The choices can also affect the way people talk. When a major dictionary labels a term Word of the Year, the word receives attention and a kind of public validation. A term that some readers dismissed as slang, jargon, or internet talk may suddenly look more established. That visibility can speed up adoption and soften arguments about whether the word is legitimate.
The response to these announcements also shows how much people care about language. The clicks, shares, jokes, and arguments around WOTY picks suggest a real public interest in meaning: where words come from, how they change, and what they reveal about the communities using them.
Where the Tradition Falls Short
Not everyone loves the Word of the Year ritual. Common criticisms include:
- Oversimplification: A whole year is too complicated to be captured fully by one word, so the basic premise can feel reductive.
- Selection bias: Each organization's method shapes the outcome. Merriam-Webster's lookup data favors words people felt unsure about, which may not match the year's most important vocabulary. Oxford's process depends more heavily on editorial judgment.
- Marketing over scholarship: Critics sometimes see WOTY as brand promotion for dictionary publishers rather than serious linguistic analysis.
- English-centrism: The most visible WOTY programs usually focus on English, leaving out changes happening across most of the world's languages.
- Recency bias: Events near the end of the year may loom larger simply because they are still fresh.

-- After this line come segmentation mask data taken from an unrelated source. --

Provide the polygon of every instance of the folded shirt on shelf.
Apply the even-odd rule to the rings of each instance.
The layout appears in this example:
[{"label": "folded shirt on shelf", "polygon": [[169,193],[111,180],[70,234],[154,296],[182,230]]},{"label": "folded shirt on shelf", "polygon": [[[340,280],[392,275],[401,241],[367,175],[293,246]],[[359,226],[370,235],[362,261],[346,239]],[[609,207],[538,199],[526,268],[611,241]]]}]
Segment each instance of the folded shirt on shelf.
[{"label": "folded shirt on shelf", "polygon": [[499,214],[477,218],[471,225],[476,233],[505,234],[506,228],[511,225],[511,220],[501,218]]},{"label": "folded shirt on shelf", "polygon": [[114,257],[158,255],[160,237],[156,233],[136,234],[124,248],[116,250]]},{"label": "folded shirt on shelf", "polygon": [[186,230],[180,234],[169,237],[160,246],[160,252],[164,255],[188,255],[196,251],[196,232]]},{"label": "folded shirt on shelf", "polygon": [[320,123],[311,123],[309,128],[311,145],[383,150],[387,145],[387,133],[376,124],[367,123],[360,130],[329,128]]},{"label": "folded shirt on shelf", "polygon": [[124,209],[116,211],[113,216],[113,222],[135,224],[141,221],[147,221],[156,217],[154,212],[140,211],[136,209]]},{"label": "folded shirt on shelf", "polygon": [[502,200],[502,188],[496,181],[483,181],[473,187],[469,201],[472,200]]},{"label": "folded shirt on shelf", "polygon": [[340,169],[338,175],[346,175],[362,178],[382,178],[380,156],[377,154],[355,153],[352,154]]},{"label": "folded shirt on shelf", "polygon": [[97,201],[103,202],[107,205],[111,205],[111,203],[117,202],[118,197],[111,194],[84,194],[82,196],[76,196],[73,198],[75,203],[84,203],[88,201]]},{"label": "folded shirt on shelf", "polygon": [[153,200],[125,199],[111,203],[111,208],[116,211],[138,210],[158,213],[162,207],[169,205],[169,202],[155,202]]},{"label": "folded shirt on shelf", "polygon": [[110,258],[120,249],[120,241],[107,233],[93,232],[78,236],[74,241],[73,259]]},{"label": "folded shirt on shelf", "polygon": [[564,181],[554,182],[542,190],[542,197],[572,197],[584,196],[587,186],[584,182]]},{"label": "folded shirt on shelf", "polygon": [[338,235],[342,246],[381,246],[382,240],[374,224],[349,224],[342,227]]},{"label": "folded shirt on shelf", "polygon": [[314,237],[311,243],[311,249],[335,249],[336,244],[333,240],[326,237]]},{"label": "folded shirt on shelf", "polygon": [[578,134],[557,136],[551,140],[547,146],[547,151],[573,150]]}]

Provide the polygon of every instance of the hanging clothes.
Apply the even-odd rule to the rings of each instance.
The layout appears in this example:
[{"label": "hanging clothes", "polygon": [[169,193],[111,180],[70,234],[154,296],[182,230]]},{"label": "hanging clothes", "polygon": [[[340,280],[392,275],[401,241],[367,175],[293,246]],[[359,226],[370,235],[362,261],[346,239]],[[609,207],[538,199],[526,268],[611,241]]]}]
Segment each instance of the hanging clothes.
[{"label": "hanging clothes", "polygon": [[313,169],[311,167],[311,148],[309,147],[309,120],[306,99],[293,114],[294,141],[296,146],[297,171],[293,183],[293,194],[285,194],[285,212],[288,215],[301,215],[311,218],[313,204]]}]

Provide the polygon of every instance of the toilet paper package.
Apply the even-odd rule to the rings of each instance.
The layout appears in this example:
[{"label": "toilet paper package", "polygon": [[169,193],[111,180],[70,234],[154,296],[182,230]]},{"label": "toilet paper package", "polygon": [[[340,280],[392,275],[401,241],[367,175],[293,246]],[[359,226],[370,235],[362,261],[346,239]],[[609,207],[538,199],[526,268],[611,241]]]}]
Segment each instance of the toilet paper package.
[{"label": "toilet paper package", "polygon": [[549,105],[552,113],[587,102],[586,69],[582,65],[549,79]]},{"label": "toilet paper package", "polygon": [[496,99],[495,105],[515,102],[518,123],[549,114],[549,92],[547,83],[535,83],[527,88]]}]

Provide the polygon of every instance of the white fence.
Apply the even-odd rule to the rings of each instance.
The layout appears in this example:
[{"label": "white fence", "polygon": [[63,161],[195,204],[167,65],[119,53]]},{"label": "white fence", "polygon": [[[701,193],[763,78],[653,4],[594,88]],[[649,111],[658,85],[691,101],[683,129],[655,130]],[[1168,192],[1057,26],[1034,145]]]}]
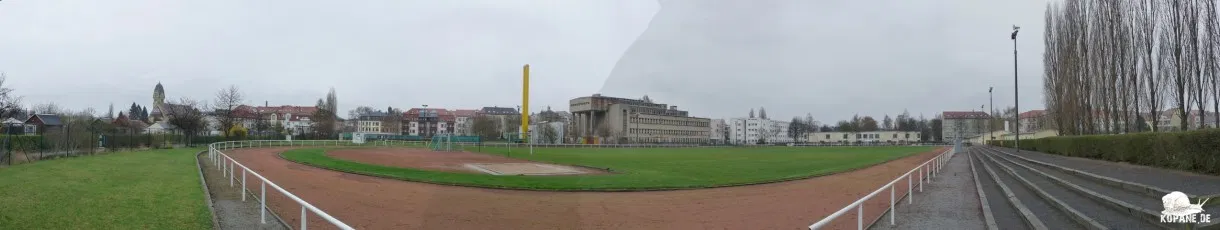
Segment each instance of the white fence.
[{"label": "white fence", "polygon": [[793,144],[793,145],[702,145],[702,144],[526,144],[526,143],[453,143],[459,146],[484,147],[553,147],[553,148],[749,148],[749,147],[832,147],[832,146],[950,146],[948,144]]},{"label": "white fence", "polygon": [[837,219],[840,216],[843,216],[844,214],[847,214],[847,212],[851,211],[852,208],[855,208],[856,209],[856,229],[863,230],[864,228],[867,227],[864,225],[864,205],[863,205],[864,202],[867,201],[869,198],[873,198],[874,196],[877,196],[877,194],[880,194],[881,191],[885,191],[886,189],[890,190],[890,203],[889,203],[890,225],[894,225],[894,216],[898,215],[898,213],[894,212],[894,206],[897,205],[897,203],[894,203],[894,199],[895,199],[894,190],[897,189],[894,187],[894,184],[898,183],[898,181],[901,181],[902,178],[906,178],[907,179],[907,195],[911,196],[909,199],[907,199],[907,204],[914,202],[915,194],[912,193],[914,191],[914,189],[913,189],[914,187],[912,185],[914,185],[913,181],[915,180],[915,178],[913,176],[915,176],[915,172],[919,171],[919,174],[918,174],[919,175],[919,179],[918,179],[919,180],[919,184],[918,184],[919,192],[923,192],[924,180],[926,179],[927,181],[932,181],[932,178],[935,178],[937,173],[940,172],[941,167],[943,167],[946,163],[948,163],[949,159],[953,158],[953,154],[957,153],[956,150],[957,150],[957,148],[950,148],[949,150],[941,153],[940,155],[936,155],[936,157],[923,162],[923,164],[916,166],[915,168],[911,169],[911,171],[907,171],[906,174],[902,174],[902,176],[899,176],[898,178],[894,178],[894,180],[890,181],[889,184],[885,184],[885,186],[881,186],[881,188],[878,188],[877,191],[873,191],[873,193],[869,193],[868,195],[860,198],[859,200],[856,200],[856,202],[852,202],[851,204],[848,204],[847,207],[843,207],[843,209],[840,209],[839,211],[830,214],[830,216],[826,216],[826,218],[822,218],[822,220],[818,221],[817,223],[813,223],[813,225],[809,225],[809,229],[810,230],[822,229],[823,227],[826,227],[826,225],[830,224],[830,222],[834,221],[835,219]]},{"label": "white fence", "polygon": [[[314,207],[313,205],[309,204],[309,202],[305,202],[305,200],[302,200],[300,197],[293,195],[291,192],[288,192],[287,190],[284,190],[284,188],[281,188],[279,185],[276,185],[274,182],[271,182],[271,180],[268,180],[266,177],[263,177],[262,175],[258,174],[257,172],[254,172],[253,170],[250,170],[250,168],[246,167],[245,165],[242,165],[240,162],[237,162],[237,160],[233,159],[228,154],[225,154],[223,150],[237,149],[237,148],[261,148],[261,147],[281,147],[281,146],[317,146],[317,147],[325,147],[325,146],[426,146],[427,144],[428,144],[428,142],[421,142],[421,141],[393,141],[393,140],[369,141],[364,144],[353,144],[353,143],[351,143],[350,140],[227,141],[227,142],[216,142],[216,143],[209,144],[208,145],[208,158],[212,160],[213,165],[216,165],[216,169],[219,170],[224,177],[229,178],[230,187],[236,186],[235,184],[238,184],[238,183],[242,186],[242,189],[241,189],[242,201],[246,200],[247,192],[250,192],[250,193],[254,192],[254,191],[251,191],[250,188],[246,186],[246,179],[247,179],[248,175],[252,175],[252,176],[254,176],[254,178],[259,180],[260,186],[259,186],[259,191],[258,191],[258,194],[259,194],[258,202],[259,202],[259,208],[260,208],[259,209],[260,210],[259,218],[261,221],[260,223],[264,223],[264,224],[267,223],[267,186],[271,186],[271,188],[275,189],[276,191],[279,191],[280,194],[283,194],[284,196],[288,197],[292,201],[295,201],[297,204],[301,205],[301,225],[300,225],[301,230],[307,229],[307,222],[308,222],[307,216],[310,212],[312,212],[313,214],[315,214],[319,217],[322,217],[322,219],[326,220],[327,222],[334,225],[335,227],[338,227],[339,229],[353,229],[351,226],[343,223],[343,221],[340,221],[339,219],[336,219],[335,217],[330,216],[330,214],[327,214],[326,212],[322,211],[321,209],[318,209],[317,207]],[[479,143],[466,143],[466,144],[461,144],[461,145],[474,146],[474,145],[480,145],[480,144]],[[490,146],[490,147],[512,147],[512,146],[525,146],[527,144],[481,143],[481,145]],[[615,145],[607,145],[607,144],[599,144],[599,145],[535,144],[533,146],[571,147],[571,148],[740,147],[740,146],[707,146],[707,145],[682,145],[682,144],[615,144]],[[867,196],[864,196],[863,198],[856,200],[855,202],[847,205],[847,207],[844,207],[843,209],[841,209],[833,214],[830,214],[830,216],[827,216],[826,218],[822,219],[821,221],[818,221],[817,223],[810,225],[809,229],[821,229],[822,227],[826,226],[831,221],[833,221],[835,218],[846,214],[852,208],[856,208],[856,210],[857,210],[856,224],[857,224],[858,228],[864,229],[864,206],[862,204],[864,203],[864,201],[876,196],[877,194],[881,193],[881,191],[884,191],[887,188],[890,189],[890,203],[889,203],[890,204],[890,207],[889,207],[890,224],[894,224],[894,216],[895,216],[895,213],[894,213],[894,205],[895,205],[895,203],[894,203],[894,199],[895,199],[894,184],[897,183],[902,178],[907,178],[907,194],[909,194],[911,196],[911,199],[908,199],[908,203],[910,203],[912,200],[914,200],[914,194],[911,193],[913,190],[912,181],[914,180],[914,177],[913,177],[913,176],[915,176],[914,173],[917,170],[919,171],[919,174],[918,174],[919,175],[919,184],[918,185],[919,185],[919,191],[922,192],[924,181],[925,180],[931,181],[931,179],[933,177],[936,177],[936,174],[940,171],[941,166],[943,166],[945,163],[947,163],[948,160],[953,157],[954,153],[956,153],[956,151],[954,151],[953,149],[950,149],[949,151],[945,151],[944,153],[937,155],[935,158],[933,158],[931,160],[925,161],[923,164],[920,164],[918,167],[911,169],[911,171],[908,171],[906,174],[903,174],[902,176],[895,178],[893,181],[890,181],[889,184],[886,184],[885,186],[882,186],[881,188],[877,189],[876,191],[873,191],[872,193],[868,194]],[[237,176],[237,173],[238,173],[237,169],[240,169],[240,171],[241,171],[240,178],[238,178],[238,176]]]},{"label": "white fence", "polygon": [[[391,145],[391,144],[396,144],[396,143],[379,141],[379,142],[368,143],[365,145],[373,146],[373,145]],[[402,144],[408,144],[408,143],[402,143]],[[313,214],[322,217],[322,219],[326,220],[327,222],[330,222],[331,224],[333,224],[335,227],[338,227],[339,229],[353,229],[351,226],[348,226],[347,224],[343,223],[343,221],[339,221],[339,219],[335,219],[335,217],[330,216],[330,214],[326,214],[326,212],[323,212],[321,209],[314,207],[313,205],[309,204],[309,202],[305,202],[305,200],[302,200],[300,197],[293,195],[291,192],[288,192],[287,190],[284,190],[284,188],[281,188],[279,185],[276,185],[274,182],[271,182],[271,180],[268,180],[266,177],[259,175],[257,172],[254,172],[253,170],[250,170],[250,168],[247,168],[245,165],[242,165],[241,163],[237,162],[237,160],[234,160],[232,157],[230,157],[228,154],[225,154],[223,151],[223,150],[236,149],[236,148],[277,147],[277,146],[361,146],[361,145],[352,144],[351,141],[336,141],[336,140],[227,141],[227,142],[216,142],[216,143],[209,144],[208,145],[208,157],[212,160],[213,165],[216,165],[216,169],[220,170],[220,172],[225,177],[229,178],[230,187],[234,186],[234,183],[241,184],[241,187],[242,187],[241,200],[242,201],[246,201],[246,192],[247,192],[247,190],[250,190],[249,187],[246,186],[247,174],[253,175],[254,178],[257,178],[259,180],[260,186],[259,186],[259,191],[258,191],[258,194],[259,194],[258,201],[259,201],[259,208],[260,208],[259,209],[260,210],[260,212],[259,212],[260,219],[259,220],[261,221],[260,223],[264,223],[264,224],[267,223],[267,186],[271,186],[271,188],[275,189],[276,191],[279,191],[281,194],[284,194],[284,196],[288,197],[292,201],[296,201],[297,204],[301,205],[301,226],[300,226],[301,230],[305,230],[307,227],[307,224],[306,224],[307,218],[308,218],[307,214],[309,212],[313,212]],[[237,177],[237,169],[241,169],[241,178]],[[237,181],[237,180],[240,180],[240,181]],[[254,191],[249,191],[249,192],[253,193]]]}]

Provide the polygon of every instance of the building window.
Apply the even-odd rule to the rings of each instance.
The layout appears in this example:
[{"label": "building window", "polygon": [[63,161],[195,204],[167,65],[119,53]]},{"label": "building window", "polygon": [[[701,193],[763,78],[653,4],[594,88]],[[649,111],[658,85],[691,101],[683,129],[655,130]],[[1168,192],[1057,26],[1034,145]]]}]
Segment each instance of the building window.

These objections are reasonable, but they have not made the tradition less popular. The disagreement may even be part of the value. Each argument over a winner becomes another public conversation about words, evidence, meaning, and cultural memory.
What the Annual Choices Say About Us
Seen together, Words of the Year sketch a portrait of recent life. They show people naming unfamiliar realities ("pandemic," "social distancing"), wrestling with social and political ideas ("gaslighting," "post-truth," "toxic"), and embracing playful or identity-based language ("rizz," "they"). The winners mark the places where ordinary vocabulary had to stretch.
The tradition also makes clear that language is always changing. It responds to fear, invention, humor, conflict, and shared experience. New words and new uses appear because people need labels for things they did not previously have to discuss in quite the same way. The lexicographers who track these shifts are recording more than definitions; they are recording pieces of history.
You may find the yearly announcements insightful, silly, or a bit of both. Either way, they ask us to notice the words we keep reaching for. That attention matters, because public life is shaped by the language we search, repeat, argue over, and pass on.